I am trying to create a python regex that will match a person's height, in feet and inches, separated by a single apostrophe (such as 6'0 for example). Valid heights are between 4'0 and 6'11 for my purposes: Here's what I have so far:
import re
import requests
url = 'https://rolltide.com/sports/football/roster'
re.findall('''([456][']([02-9]|1[0-1]?))''', (requests.get(url)).text)
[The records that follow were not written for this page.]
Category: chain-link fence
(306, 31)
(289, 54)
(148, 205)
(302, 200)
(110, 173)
This regex returns the following (I will just show the first few matches):
[("6'1", '1'),
("6'2", '2'),
("6'1", '1'),
("6'2", '2'),
("6'1", '1'),
("6'4", '4'),
("6'1", '1'),
("6'1", '1'),
("6'2", '2'),
("6'3", '3'),
("6'0", '0'),
("6'1", '1'),
("6'2", '2'),
("6'2", '2'),
("6'0", '0'),
("6'1", '1'),
("6'0", '0'),
("5'10", '10'),
...
]
I would like for the regex to return the following instead:
["6'1",
"6'2",
"6'1",
"6'2",
"6'1",
"6'4",
"6'1",
"6'1",
"6'2",
"6'3",
"6'0",
"6'1",
"6'2",
"6'2",
"6'0",
"6'1",
"6'0",
"5'10",
...
]
I am really not sure what the issue is. I am new to regex but I think it has to do with the parenthesis usage.
CodePudding user response:
Just use the pattern [4-6]'(?:[0-9]|1[0-1])"
:
import re
import requests
url = 'https://rolltide.com/sports/football/roster'
re.findall('[4-6]'(?:[0-9]|1[0-1])"', (requests.get(url)).text)
This regex pattern says to match:
[4-6]' 4-6 feet
(?:
[0-9] 0-9 inches
| OR
1[0-1] 10-11 inches
)"
Here is a demo showing that the regex is working.
CodePudding user response:
The problem is you are creating two groups, one for matching the inches alone and another for matching the whole height. That's why you are getting height and inches seperately.